A Chinese study based on MRI showed that in 186 patients who had pain or limited hip function due to AS and for whom radiographic evidence of hip involvement was lacking, 168 (90%) displayed positive results on MRI and were ultimately diagnosed with early-stage hip involvement. Younger age at onset, worse BASMI score and more active inflammation in the SI joints were significantly associated with the occurrence of hip involvement [14].

Moreover, Huang Zhen-Guo et al. demonstrated abnormalities in 86 (74.1%) of 116 hips in 58 patients with AS. Joint effusion was observed in 73 (62.9%). Enthesitis was also detected in 22 (19.0%) hips, fatty accumulation of the bone marrow in 28 (24.1%) hips, bone erosive destruction in 32 (27.6%) hips and joint-space narrowing in 4 (3.4%) hips [7].

In our study, we found hip effusion in about one-third of patients, while structural abnormalities were present in very few patients. One patient had hip bone marrow oedema, which, given its severity, was judged to be related to axial SpA. The rate of patients with abnormalities seems to be lower than in published data; however, disease duration was low in our study, and about half of the patients were classified as having nonradiographic SpA. In this light, we have demonstrated that MRI findings are present even in the “early” phases of the disease. Furthermore, and more interestingly, the presence of extra-axial pelvic abnormalities was associated with the probability of not having low disease activity or having the worst function. Moreover, our study specifically investigated other potential sites of inflammation.

Finally, our study showed that, beside involvement of the hip, other extraspinal entheseal sites are rarely involved in axial SpA.

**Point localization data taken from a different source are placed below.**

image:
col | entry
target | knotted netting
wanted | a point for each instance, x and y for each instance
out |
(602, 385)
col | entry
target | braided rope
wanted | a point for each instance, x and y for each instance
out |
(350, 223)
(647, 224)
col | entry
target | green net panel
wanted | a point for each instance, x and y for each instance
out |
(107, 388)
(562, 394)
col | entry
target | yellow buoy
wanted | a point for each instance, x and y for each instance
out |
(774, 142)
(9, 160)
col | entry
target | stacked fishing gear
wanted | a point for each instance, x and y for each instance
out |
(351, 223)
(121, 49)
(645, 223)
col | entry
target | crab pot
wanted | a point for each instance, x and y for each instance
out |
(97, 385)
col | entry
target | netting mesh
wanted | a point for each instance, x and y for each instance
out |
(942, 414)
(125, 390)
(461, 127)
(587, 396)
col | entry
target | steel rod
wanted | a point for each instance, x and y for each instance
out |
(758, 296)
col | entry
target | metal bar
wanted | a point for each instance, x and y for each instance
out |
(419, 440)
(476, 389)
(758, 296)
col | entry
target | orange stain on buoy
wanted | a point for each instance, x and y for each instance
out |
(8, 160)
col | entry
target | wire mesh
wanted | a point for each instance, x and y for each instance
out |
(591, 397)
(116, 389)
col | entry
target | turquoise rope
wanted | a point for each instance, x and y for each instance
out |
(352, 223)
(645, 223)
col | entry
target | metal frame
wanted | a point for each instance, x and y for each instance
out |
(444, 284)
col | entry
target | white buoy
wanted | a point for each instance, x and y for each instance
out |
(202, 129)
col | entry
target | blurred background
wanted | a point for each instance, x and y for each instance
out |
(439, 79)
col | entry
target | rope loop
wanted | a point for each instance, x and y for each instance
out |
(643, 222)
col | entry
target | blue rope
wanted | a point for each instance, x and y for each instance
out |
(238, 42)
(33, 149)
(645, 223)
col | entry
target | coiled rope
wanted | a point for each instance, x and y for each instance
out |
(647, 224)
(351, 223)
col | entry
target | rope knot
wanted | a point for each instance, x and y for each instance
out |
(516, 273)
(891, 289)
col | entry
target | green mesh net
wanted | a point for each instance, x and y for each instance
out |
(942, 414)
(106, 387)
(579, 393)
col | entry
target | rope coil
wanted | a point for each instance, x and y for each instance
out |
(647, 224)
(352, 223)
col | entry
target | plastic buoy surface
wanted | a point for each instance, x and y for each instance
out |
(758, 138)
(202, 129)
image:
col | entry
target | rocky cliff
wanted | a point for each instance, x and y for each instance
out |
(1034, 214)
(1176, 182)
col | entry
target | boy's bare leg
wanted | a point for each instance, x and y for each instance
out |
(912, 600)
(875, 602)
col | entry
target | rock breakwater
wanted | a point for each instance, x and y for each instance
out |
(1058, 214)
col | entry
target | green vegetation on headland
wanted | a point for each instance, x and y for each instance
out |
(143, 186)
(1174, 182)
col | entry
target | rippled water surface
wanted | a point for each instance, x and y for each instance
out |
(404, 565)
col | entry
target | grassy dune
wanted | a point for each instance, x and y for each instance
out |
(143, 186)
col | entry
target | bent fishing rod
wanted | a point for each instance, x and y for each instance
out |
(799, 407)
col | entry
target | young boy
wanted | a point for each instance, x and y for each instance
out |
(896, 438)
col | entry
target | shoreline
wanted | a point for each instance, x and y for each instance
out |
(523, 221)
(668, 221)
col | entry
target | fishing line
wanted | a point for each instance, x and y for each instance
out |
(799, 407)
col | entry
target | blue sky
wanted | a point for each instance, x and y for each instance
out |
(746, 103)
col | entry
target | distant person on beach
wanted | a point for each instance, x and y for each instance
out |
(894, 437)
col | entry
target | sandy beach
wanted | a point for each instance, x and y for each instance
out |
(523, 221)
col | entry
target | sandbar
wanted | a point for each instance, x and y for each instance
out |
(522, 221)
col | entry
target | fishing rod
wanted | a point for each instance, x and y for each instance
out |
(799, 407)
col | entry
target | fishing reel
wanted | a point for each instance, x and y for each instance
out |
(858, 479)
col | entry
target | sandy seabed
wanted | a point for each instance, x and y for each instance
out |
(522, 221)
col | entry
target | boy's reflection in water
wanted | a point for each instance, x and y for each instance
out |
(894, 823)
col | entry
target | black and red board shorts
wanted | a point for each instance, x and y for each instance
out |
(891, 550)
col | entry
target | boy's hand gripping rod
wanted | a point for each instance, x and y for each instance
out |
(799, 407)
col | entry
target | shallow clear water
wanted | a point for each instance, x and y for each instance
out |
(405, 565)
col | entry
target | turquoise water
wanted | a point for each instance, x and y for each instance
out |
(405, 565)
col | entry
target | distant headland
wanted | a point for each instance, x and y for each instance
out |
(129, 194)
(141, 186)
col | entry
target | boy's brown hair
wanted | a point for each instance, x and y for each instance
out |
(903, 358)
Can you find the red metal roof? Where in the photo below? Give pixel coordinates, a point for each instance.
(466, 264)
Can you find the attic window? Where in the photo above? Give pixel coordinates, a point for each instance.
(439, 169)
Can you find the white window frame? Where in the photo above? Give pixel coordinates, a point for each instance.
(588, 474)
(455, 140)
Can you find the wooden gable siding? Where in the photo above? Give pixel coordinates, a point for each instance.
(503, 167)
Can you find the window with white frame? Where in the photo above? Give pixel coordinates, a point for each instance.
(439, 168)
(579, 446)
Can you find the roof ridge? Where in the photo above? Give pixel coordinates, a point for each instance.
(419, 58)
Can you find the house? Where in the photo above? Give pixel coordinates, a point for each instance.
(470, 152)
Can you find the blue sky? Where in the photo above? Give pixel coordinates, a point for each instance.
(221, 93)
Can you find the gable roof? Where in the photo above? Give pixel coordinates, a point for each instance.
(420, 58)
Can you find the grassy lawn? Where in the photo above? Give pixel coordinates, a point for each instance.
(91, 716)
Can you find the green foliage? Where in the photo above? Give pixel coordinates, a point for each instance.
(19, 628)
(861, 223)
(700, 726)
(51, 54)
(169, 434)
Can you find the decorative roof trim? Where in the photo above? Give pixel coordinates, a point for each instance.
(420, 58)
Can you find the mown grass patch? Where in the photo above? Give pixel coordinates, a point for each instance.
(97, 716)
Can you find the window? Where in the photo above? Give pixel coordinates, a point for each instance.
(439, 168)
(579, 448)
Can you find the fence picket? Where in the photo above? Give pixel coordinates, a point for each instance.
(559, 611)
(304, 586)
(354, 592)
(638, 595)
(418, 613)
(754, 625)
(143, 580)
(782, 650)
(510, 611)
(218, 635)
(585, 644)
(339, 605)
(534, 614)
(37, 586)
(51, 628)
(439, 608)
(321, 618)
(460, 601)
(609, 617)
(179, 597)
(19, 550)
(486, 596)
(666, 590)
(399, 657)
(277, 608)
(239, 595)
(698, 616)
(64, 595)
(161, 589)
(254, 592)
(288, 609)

This study has some limitations. First, the small sample size may have affected the rate of extraspinal involvement. Second, older axial-SpA patients may have hip degenerative changes, and it is sometimes difficult to differentiate between a change caused by axial SpA and a change caused by osteoarthritis. However, the mean age of patients with extraspinal involvement was only 44 years. Finally, biologic treatment may reduce the presence of inflammation at different sites. This, in turn, may lead to an underestimation of the real prevalence of extra-axial lesions.


In conclusion, about one-third of the axial-SpA patients in our group had hip inflammatory changes, which is a much higher rate than the rate of hip involvement according to clinical symptoms, suggesting that MRI evaluation should be extended to the entire pelvis.

Further prospective studies are needed to evaluate if the early presence of acute inflammation or early structural changes at extra-axial sites may predict a bad outcome or lead to residual disease activity and the worst function, even in biologic-treated patients.